Между царем Антиохом I Коммагенским и рассматриваемым синкретическим божеством существовала тесная духовная связь, о чем подробнее будет сказано ниже. И в Древней Армении, как говорит Моисей Хоренский, перед царями клялись их Солнцем (II. 19), в чем мы видим определенную параллель коммагенскому царскому культу. В частности, уже при Арташесе I, правившем в первой половине II в. до н. э., носитель власти в официальной идеологии выступал в какой-то мере в обличии солнечного божества перед своими подданными. В.А. Лившиц, сопоставляя место в трилингве из Ксанфа, где идет речь об Аполлоне-Митре, с титулатурой Арташеса в некоторых его надписях, приходит к справедливому выводу о том, что названному властителю придавались черты именно этого божества[352]. В целом, обоснование власти армянского царя выглядит более традиционно иранским, чем у Антиоха I, и скорее восходит к ахеменидской традиции, однако не исключено, что подобное представление отражает более ранний этап сложения царской идеологии в эллинистических и постэллинистических государственных образованиях Восточной Анатолии и Армянского нагорья. Царь делал это, чтобы укрепить свою личную власть по примеру других эллинистических монархов.

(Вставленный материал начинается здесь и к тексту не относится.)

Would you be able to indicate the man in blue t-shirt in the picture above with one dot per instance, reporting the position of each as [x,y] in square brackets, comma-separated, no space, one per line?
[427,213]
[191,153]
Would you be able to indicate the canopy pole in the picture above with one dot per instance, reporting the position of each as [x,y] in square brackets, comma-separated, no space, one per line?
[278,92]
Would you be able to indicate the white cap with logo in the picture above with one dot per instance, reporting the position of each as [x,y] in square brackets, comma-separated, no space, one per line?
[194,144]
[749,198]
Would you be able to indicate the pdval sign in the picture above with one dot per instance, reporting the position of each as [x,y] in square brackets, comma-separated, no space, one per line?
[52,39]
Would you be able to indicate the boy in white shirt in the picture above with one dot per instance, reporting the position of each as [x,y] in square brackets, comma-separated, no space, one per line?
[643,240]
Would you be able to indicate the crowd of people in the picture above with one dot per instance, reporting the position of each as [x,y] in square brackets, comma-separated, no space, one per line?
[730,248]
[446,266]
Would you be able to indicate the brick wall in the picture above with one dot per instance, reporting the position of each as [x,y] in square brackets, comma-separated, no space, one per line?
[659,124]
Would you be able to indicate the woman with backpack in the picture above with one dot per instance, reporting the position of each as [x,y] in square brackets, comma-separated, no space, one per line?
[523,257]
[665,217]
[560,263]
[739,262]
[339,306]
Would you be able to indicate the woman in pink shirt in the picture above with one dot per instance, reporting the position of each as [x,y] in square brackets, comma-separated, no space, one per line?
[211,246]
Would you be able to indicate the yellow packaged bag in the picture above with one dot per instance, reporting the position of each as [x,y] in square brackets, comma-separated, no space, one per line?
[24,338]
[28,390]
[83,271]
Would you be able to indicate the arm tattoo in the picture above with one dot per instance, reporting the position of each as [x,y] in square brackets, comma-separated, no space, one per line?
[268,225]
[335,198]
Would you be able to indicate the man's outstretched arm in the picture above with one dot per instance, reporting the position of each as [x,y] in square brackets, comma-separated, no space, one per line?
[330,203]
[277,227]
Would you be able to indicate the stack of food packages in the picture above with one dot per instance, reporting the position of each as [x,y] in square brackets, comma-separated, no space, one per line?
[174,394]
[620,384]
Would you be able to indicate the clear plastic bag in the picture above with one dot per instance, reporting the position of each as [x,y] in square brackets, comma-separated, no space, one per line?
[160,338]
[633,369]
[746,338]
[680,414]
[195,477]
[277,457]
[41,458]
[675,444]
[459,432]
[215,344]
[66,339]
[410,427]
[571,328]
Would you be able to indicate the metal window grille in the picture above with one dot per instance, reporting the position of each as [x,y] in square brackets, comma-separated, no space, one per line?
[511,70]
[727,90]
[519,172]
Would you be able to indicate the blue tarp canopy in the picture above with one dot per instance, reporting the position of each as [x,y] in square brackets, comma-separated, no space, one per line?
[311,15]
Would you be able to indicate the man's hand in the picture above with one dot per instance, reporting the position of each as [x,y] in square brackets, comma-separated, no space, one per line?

Все это иллюстрируется сценой на барельефе с Западной террасы Нимруд-Дага, где изображена инвеститура Антиоха I, которому подает корону или венок синкретическое божество Аполлон-Митра-Гелиос-Гермес[353]. До раскопок Т. Гелль в Нимруд-Даге, проводившихся в 1950‑е гг., считалось, что на вышеуказанном барельефе изображена сцена рукопожатия царя и божества. Но, после того как был обнаружен аналогичный барельеф на Северном цоколе Западной террасы[354], Т. Гелль показала, что это – сцена инвеституры. Этим она опровергла мнение, что перед нами обычное приветствие царя и бога, утвердившееся со времени К. Хуманна и О. Пухштейна[355].

Ближайшей аналогией этого барельефа служат некоторые сасанидские наскальные рельефы и изображения на золотых монетах второй половины III – начала IV в. н. э. На золотой монете Хормизда I представлен алтарь, слева от которого – правитель, справа – мужская фигура в сасанидской одежде с диадемой в руках, вокруг головы – лучи. Г.М. Бонгард-Левин, В.А. Гаибов, Г.А. Кошеленко считают, что здесь изображен Митра, участвующий в инвеституре[356]. Подобная сцена имеется и на рельефе в Так-и-Бостане, где царь Ардашир II (или Шапур II) стоит между Ахура-Маздой и Митрой[357]. Рельефы на скале Накши-Рустам имеют похожие сцены инвеституры основателя сасанидского государства Ардашира I. Только на них изображен не Митра – инвеститурный венок и посох передает царю сам Ахура-Мазда[358]. На монетах Хормизда I и на рельефе в Так-и-Бостане Митра выступает посредником между земным миром владык и небесным миром, управляемым Ахура-Маздой[359]. Не исключено, что Митра был наделен такими же функциями и в коммагенском пантеоне. Сцена инвеституры царя или вождя Митрой или его сакским аналогом также представлена и на золотом перстне из кургана Иссык V–IV вв. до н. э. (Южный Казахстан)[360]. Кроме того, фигуру стоящего Митры с посохом в руке мы находим на гемме из коллекции Британского музея. Она, возможно, происходит с востока Малой Азии или из Армении[361]. Очевидно, коммагенский сюжет подвергся влиянию эллинистической концепции царской власти и не случайно, что Антиох объявляет себя «справедливым богом».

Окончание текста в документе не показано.